Closed ErinWeisbart closed 2 years ago
The problem is here
# Create paths dictionary
index_directory_key = index_directory.split(f"s3://{bucket}/")[1]
paginator = s3.get_paginator("list_objects_v2")
pages = paginator.paginate(Bucket=bucket, Prefix=index_directory_key)
try:
for page in pages:
for x in page["Contents"]:
fullpath = x["Key"]
path, filename = fullpath.rsplit("/", 1)
if filename.endswith(".tiff"):
paths[filename] = path
Paginating over an index directory that has all the batch folders in it doesn't play well with the dictionary because each batch/folder has the same list of file names.
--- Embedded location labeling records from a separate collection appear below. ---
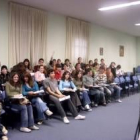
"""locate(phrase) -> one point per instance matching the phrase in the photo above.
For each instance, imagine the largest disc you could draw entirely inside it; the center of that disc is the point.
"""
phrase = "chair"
(136, 82)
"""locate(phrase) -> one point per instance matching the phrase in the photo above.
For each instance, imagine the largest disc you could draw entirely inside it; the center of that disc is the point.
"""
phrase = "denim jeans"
(40, 106)
(85, 97)
(26, 114)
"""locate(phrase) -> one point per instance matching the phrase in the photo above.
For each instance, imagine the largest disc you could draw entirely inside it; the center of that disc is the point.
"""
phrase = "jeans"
(115, 90)
(26, 114)
(60, 109)
(85, 97)
(40, 106)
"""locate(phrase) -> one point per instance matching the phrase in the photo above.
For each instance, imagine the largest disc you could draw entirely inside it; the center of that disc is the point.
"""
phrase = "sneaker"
(40, 122)
(5, 131)
(80, 117)
(48, 112)
(4, 138)
(65, 120)
(25, 129)
(119, 101)
(34, 127)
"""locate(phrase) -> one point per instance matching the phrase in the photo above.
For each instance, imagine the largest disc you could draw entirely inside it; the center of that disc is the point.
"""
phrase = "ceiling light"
(138, 24)
(119, 6)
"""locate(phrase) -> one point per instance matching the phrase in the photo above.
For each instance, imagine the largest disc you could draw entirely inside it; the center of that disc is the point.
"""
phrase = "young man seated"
(51, 87)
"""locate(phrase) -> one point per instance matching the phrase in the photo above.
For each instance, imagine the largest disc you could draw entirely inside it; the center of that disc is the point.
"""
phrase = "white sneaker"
(80, 117)
(48, 112)
(25, 129)
(119, 101)
(65, 120)
(34, 127)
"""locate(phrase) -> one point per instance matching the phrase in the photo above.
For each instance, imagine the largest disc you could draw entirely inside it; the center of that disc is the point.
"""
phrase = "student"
(113, 68)
(14, 89)
(101, 79)
(40, 76)
(67, 87)
(93, 91)
(27, 65)
(119, 71)
(51, 87)
(81, 89)
(58, 72)
(40, 62)
(4, 77)
(29, 88)
(114, 88)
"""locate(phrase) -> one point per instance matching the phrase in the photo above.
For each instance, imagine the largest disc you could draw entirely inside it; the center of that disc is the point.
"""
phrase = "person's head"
(58, 67)
(118, 67)
(79, 59)
(90, 62)
(78, 66)
(112, 65)
(95, 60)
(27, 78)
(14, 79)
(4, 70)
(66, 76)
(41, 61)
(102, 61)
(59, 61)
(78, 75)
(51, 73)
(26, 62)
(67, 62)
(65, 67)
(41, 68)
(102, 70)
(89, 72)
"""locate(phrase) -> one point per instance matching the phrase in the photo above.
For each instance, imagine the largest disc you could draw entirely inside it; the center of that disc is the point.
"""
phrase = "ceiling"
(121, 19)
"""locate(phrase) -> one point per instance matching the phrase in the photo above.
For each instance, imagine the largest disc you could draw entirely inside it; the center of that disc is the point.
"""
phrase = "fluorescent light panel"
(120, 6)
(138, 24)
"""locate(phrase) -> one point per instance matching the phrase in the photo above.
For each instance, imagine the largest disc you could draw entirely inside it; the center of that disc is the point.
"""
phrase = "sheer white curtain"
(27, 34)
(77, 40)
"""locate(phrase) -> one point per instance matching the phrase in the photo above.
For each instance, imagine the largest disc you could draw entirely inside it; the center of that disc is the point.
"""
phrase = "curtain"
(77, 39)
(27, 34)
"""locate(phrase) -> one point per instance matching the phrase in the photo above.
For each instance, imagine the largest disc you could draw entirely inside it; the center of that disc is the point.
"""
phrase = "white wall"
(3, 32)
(138, 51)
(110, 40)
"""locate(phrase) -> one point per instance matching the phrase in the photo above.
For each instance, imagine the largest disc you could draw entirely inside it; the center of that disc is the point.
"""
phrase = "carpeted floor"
(117, 121)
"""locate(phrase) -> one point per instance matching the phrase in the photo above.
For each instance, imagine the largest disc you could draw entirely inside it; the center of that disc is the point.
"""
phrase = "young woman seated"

I believe this is fixed by changing:
index_directory_key = index_directory.split(f"s3://{bucket}/")[1]
to
index_directory_key = index_directory.split(f"s3://{bucket}/")[1] + plate_id
I don't think that fix will work, because you're just adding the plate onto whatever it is.
What are you passing in as the index_directory? I would assume it would be the plate folder, not the batch folder, can you confirm?
Oh drat. I had set it to index_directory = f"s3://{bucket}/projects/{project_name}/{batch}/images/"
to most closely match what we usually pass, but I got muddled in mapping EFS to S3 and what we usually pass ends at the second 'images' ~/efs/${PROJECT_NAME}/workspace/images/${BATCH_ID}/${PLATE_ID}/Images
.
So never mind all this...
I just have to change what I'm passing to index_directory = f"s3://{bucket}/projects/{project_name}/{batch}/images/{plate}"
Triggering packaged pe2loaddata using search_subdirectories=True and "s3" in index_file.
PathName_* are not being made correctly. It seems to use the last plate in the folder not the plate that is being passed in.
(Metadata_Plate, FileName_Illum and PathName_Illum are created correctly with the plate that is passed in.)